Bővebb ismertető
INTRODUCTION
It has been said that Budapest is built on water, and is known as 'Queen of the Danube' for its many spas. The 'dustless highway', as medieval chroniclers called the Danube flowing between Buda and Pest, was once a frontier line for the Romans, then a trade and invasion route for others. On each side of it, hot water trapped by a geological fault gushes to the surface, producing a myriad of exploitable springs. Small wonder that the original Celtic inhabitants called their settlement on the Buda bank 'abundant waters', a name adapted by the Romans to Aquincum.
The three cities of Budapest (Buda, Pest and Óbuda) have been fought over time and time again. Since Béla IV built the first stone fortress on Buda Hill after devastation by Mongols in 1241-42, no less than 31 sieges of the fortifications have been plotted by archaeologists. The stoical, not to say pessimistic, attitude of the city's inhabitants is a reflection of this violent and precarious past.

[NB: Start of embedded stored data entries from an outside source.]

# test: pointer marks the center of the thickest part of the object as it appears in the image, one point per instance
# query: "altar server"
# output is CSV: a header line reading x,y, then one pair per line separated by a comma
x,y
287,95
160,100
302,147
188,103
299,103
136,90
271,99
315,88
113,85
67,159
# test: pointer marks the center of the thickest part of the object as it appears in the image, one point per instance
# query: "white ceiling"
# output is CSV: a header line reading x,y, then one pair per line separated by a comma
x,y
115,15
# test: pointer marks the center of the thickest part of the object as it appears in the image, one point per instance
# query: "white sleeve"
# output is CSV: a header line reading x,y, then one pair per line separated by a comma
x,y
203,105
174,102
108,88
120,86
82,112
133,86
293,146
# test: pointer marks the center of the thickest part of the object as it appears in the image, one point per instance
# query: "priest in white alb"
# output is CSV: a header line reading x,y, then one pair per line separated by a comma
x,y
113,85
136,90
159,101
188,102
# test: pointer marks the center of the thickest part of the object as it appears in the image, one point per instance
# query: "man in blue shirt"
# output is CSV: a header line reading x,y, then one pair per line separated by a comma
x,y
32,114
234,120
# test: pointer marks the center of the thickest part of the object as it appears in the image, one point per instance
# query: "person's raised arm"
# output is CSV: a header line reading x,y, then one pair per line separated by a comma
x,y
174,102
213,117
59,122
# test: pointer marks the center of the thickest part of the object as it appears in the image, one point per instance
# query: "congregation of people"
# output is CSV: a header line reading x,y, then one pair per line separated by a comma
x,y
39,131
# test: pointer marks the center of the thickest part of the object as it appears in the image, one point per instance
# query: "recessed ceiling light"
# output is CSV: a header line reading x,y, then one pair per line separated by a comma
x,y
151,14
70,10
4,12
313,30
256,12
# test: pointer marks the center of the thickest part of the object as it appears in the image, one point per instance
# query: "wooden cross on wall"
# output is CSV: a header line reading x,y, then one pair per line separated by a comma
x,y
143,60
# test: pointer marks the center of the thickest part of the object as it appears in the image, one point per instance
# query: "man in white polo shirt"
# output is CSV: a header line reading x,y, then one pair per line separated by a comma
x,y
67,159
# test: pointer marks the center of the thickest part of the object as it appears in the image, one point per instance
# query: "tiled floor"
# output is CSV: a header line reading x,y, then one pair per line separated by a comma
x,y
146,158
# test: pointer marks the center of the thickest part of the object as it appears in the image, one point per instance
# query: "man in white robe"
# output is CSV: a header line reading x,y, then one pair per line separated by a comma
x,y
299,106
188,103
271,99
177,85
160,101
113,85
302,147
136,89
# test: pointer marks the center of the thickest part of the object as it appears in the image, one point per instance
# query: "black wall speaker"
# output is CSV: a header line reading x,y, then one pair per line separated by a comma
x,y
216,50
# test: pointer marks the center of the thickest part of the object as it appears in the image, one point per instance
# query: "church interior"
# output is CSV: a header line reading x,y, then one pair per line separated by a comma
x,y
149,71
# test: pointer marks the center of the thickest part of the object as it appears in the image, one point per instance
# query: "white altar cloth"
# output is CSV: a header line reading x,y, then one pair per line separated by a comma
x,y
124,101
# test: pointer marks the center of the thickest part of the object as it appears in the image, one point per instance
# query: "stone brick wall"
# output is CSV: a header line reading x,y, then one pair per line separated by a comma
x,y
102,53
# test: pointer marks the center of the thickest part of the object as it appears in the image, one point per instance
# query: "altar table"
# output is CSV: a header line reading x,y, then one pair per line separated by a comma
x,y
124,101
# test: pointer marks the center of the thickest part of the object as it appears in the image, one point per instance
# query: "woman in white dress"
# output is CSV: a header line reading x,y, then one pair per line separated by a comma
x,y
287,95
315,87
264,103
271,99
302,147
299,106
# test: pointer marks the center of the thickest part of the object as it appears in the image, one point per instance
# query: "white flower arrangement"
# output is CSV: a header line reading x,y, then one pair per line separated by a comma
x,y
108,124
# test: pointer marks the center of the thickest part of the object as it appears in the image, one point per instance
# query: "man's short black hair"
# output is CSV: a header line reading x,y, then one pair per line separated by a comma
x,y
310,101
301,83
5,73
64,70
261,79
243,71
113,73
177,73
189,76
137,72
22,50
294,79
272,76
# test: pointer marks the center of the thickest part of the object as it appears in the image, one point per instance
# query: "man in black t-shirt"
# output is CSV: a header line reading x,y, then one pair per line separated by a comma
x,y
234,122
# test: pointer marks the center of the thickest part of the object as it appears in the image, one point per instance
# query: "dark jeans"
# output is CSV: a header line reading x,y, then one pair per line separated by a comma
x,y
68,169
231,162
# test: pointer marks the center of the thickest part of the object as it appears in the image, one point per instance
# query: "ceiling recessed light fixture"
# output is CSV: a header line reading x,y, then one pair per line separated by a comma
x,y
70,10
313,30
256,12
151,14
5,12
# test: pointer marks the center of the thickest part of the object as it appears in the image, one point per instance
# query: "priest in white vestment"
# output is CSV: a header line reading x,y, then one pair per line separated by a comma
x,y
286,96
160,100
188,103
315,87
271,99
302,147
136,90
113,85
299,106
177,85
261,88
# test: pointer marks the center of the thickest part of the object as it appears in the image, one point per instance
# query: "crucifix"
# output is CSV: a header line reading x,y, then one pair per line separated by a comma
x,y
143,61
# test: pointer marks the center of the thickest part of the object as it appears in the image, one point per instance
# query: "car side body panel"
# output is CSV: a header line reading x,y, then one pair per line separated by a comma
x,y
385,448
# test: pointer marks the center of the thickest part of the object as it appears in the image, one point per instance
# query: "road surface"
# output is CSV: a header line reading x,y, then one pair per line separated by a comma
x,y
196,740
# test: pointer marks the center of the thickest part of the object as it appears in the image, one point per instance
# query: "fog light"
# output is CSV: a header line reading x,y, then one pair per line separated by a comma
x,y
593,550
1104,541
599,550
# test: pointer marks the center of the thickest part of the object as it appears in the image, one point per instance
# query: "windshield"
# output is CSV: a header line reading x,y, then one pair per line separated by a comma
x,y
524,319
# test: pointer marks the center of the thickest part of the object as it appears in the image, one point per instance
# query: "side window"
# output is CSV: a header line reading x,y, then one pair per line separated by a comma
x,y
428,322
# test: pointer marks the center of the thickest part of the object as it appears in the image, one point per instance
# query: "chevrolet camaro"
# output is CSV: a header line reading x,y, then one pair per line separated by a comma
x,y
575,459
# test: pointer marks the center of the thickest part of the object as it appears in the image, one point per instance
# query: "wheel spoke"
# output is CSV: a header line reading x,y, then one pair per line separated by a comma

Behind the façade of tourist attractions -the kitsch of csárdás, gypsy bands and steaming bowls of goulash - there lies a world of ingenious survivors and talented dreamers. The dreams are reflected in some of the overblown 19C architecture, like the enormous eclectic Parliament on the Pest bank of the Danube, or the patriotic monuments on Heroes' Square. But alongside the chasers of dreams are the shrewd entrepreneurs with their feet firmly on the ground, the men who made Pest into a great hub of business in the 19C.